Delaware and New Jersey Advance Bills to Ban Crypto ATMs in US
Delaware and New Jersey are moving forward with legislation aimed at completely banning cryptocurrency ATMs, driven by rising fraud concerns and the need for consumer protection. These states could become the fourth and fifth in the U.S. to enact such prohibitions, following Indiana, Tennessee, and Minnesota.
The U.S. states of Delaware and New Jersey have taken significant steps towards approving legislation that would comprehensively ban the installation and operation of cryptocurrency ATMs. These moves are driven by concerns over a surge in fraud cases, particularly targeting elderly individuals, and underscore a broader regulatory trend across the nation aimed at enhancing consumer protection.
In Delaware, the House Economic Committee advanced House Bill 441 (HB 441) to the full chamber. This bill would prohibit the ownership, installation, or operation of cryptocurrency kiosks within the state. It also seeks to ban fiat-to-crypto sales that mimic ATM functionality and mandates the removal of existing machines within 90 days of the law's enactment. Violations could incur penalties of up to $10,000. Representative Cyndie Romer, a sponsor of the bill, characterized crypto ATMs as a “predatory cash grab,” citing their significantly higher transaction fees—which can reach upwards of 20% compared to 0.4%-1% on online exchanges—and their prevalent use in scams.
Neighboring New Jersey's Senate Commerce Committee unanimously voted to send its bill, Senate Bill 2141 (S2141), to the full Senate floor. This legislation would prohibit the ownership, control, installation, management, or sale of crypto ATMs. Penalties for violations would be up to $10,000 for a first offense and up to $20,000 for subsequent offenses. Senator Paul Moriarty, a primary sponsor of the bill, stated his belief that there is “no legitimate purpose” for these machines and that operators profit from the suffering of victims.
Data from the Federal Bureau of Investigation (FBI) highlights the scale of fraud associated with crypto ATMs. The FBI’s Internet Crime Complaint Center (IC3) reported nearly 13,500 complaints related to crypto ATMs in 2025, resulting in over $388 million in losses. These figures represent a 23% increase in complaints and a 58% rise in losses compared to 2024. More than half of these losses were attributed to individuals aged over 50, emphasizing significant protection gaps for older investors.

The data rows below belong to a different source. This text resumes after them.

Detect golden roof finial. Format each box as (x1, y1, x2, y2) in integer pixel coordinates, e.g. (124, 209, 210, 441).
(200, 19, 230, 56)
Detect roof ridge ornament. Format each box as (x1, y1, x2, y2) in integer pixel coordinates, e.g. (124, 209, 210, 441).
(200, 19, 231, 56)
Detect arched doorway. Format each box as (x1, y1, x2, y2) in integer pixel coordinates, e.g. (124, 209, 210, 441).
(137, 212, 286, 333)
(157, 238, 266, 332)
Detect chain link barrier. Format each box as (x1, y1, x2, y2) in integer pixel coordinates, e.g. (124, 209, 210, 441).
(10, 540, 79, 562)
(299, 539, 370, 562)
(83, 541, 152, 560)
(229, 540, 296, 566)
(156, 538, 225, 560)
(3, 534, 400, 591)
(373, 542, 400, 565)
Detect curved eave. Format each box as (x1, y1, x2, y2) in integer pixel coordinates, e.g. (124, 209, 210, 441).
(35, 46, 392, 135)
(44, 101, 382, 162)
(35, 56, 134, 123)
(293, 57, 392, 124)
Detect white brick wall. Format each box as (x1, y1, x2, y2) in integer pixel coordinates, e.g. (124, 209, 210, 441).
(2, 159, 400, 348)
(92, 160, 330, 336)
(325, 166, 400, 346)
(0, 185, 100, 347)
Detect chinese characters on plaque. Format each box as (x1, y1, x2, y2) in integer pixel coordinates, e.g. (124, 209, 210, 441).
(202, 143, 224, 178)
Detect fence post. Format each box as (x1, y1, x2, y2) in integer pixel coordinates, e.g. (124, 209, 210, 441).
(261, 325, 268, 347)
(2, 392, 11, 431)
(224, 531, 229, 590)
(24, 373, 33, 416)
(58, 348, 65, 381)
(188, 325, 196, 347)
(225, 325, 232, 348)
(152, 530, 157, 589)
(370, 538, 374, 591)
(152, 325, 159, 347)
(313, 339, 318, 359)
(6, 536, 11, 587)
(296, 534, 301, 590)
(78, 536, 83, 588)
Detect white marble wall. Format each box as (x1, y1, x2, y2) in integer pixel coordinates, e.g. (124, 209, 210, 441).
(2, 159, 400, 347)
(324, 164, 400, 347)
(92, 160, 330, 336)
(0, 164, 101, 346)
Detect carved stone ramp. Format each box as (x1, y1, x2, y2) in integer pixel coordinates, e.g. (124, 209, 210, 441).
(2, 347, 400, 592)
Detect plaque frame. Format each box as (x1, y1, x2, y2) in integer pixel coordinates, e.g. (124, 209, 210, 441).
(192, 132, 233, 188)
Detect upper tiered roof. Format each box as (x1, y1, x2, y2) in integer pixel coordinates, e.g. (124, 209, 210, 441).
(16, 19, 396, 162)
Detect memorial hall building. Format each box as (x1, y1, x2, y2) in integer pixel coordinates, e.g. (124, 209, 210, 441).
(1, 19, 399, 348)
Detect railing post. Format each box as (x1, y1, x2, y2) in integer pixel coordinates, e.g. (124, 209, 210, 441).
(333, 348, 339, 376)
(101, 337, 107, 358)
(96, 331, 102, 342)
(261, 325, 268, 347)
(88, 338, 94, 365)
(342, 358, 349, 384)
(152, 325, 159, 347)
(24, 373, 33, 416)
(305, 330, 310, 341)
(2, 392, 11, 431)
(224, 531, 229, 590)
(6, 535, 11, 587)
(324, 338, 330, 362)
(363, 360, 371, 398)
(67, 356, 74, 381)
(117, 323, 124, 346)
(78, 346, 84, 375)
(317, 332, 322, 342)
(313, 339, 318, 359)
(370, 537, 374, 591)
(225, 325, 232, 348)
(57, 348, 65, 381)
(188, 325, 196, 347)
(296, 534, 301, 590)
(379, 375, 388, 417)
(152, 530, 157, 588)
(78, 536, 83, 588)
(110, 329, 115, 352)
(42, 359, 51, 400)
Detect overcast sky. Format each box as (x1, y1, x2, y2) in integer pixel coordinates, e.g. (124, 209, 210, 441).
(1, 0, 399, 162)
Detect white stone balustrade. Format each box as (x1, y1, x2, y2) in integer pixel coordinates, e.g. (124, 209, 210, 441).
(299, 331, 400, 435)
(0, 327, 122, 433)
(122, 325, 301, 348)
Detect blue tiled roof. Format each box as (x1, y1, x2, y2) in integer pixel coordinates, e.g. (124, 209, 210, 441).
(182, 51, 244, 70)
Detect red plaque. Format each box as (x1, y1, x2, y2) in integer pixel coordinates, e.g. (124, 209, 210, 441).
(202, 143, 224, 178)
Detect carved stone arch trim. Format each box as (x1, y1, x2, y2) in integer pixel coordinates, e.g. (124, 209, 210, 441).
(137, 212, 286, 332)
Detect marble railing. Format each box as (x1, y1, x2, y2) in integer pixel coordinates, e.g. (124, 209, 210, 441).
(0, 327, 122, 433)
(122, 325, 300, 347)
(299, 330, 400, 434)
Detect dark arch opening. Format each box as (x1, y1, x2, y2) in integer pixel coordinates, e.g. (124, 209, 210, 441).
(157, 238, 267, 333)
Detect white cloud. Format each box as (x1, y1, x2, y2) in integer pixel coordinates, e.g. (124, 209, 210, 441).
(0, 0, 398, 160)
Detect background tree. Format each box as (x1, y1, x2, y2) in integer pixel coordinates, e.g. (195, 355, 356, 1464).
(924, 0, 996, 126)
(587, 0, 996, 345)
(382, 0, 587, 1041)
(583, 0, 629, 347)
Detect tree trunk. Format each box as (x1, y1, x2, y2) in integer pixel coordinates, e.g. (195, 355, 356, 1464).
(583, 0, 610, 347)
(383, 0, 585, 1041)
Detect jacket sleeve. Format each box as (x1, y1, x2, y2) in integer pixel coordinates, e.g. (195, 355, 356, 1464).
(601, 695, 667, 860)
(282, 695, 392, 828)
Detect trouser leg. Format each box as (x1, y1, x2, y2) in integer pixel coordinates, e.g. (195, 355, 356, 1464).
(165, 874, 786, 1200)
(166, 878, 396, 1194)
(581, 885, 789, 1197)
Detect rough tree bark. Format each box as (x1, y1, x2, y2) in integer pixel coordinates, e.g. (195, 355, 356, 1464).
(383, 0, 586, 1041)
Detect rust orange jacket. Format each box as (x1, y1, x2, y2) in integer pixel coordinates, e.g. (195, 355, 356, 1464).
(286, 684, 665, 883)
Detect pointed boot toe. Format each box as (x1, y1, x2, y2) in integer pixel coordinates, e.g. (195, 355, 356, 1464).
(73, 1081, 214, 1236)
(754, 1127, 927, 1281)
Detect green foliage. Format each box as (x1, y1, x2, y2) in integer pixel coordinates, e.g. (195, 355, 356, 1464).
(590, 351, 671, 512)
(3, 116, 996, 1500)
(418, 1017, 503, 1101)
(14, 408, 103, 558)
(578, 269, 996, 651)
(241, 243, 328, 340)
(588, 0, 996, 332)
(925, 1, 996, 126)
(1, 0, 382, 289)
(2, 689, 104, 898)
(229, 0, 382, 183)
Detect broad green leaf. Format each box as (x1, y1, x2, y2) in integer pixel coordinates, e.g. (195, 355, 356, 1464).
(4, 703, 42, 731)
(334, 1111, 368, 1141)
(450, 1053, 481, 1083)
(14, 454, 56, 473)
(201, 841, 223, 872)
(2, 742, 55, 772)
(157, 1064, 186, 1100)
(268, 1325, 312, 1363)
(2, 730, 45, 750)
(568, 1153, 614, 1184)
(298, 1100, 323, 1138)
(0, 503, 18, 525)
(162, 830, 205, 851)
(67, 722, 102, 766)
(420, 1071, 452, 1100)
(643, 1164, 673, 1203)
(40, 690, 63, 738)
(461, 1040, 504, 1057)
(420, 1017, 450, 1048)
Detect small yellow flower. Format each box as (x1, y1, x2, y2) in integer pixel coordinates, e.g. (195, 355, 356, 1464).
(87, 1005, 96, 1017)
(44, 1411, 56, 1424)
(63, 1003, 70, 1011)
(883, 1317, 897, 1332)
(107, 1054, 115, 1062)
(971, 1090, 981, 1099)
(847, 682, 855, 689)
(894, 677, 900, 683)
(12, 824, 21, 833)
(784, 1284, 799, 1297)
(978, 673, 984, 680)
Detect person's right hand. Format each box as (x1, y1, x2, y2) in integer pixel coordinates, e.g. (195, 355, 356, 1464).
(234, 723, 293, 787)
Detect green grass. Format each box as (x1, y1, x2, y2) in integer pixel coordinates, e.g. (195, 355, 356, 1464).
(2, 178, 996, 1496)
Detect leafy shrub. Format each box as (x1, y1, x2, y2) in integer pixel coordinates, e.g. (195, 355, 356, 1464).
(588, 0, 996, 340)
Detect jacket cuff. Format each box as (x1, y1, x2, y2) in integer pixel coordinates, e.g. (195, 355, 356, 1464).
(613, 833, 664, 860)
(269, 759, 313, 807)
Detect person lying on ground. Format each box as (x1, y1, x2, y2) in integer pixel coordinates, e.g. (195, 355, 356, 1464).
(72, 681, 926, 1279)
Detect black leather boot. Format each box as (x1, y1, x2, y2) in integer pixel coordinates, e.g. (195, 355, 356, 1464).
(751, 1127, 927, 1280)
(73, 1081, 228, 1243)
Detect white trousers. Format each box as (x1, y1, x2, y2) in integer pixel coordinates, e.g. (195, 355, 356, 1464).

These legislative actions in Delaware and New Jersey are part of a broader regulatory crackdown on crypto ATMs across the United States. Indiana, Tennessee, and Minnesota have already enacted total bans on these machines. While some cities have also implemented bans, other states like Arizona and California have imposed transaction value caps. This increasing regulatory pressure has impacted operators, with Bitcoin Depot, once a leading crypto ATM provider, filing for Chapter 11 bankruptcy. Crypto ATM operators, however, maintain they are not responsible for third-party scams and have implemented on-screen warnings and transaction limits.
In the broader economic and political context, such regulations reflect growing scrutiny over consumer protections, money-laundering risks, and the legitimacy of crypto service points beyond traditional exchanges. Regulators aim to prevent vulnerable individuals, often seniors, from being coerced into transferring funds via these machines through scams such as government impersonation, tech support fraud, or investment schemes. These legislative proposals signal an expanding pattern of state-level risk mitigation concerning unregulated crypto access points.
Analysts and market observers anticipate that more states may take strong action against such machines as fraud losses continue to climb. Industry groups are seeking to collaborate with policymakers to establish a regulatory framework that both maintains access to cryptocurrency while effectively curbing fraudulent activities. These developments underscore the critical importance of consumer safety and legal compliance within the cryptocurrency markets, shaping the future regulatory landscape.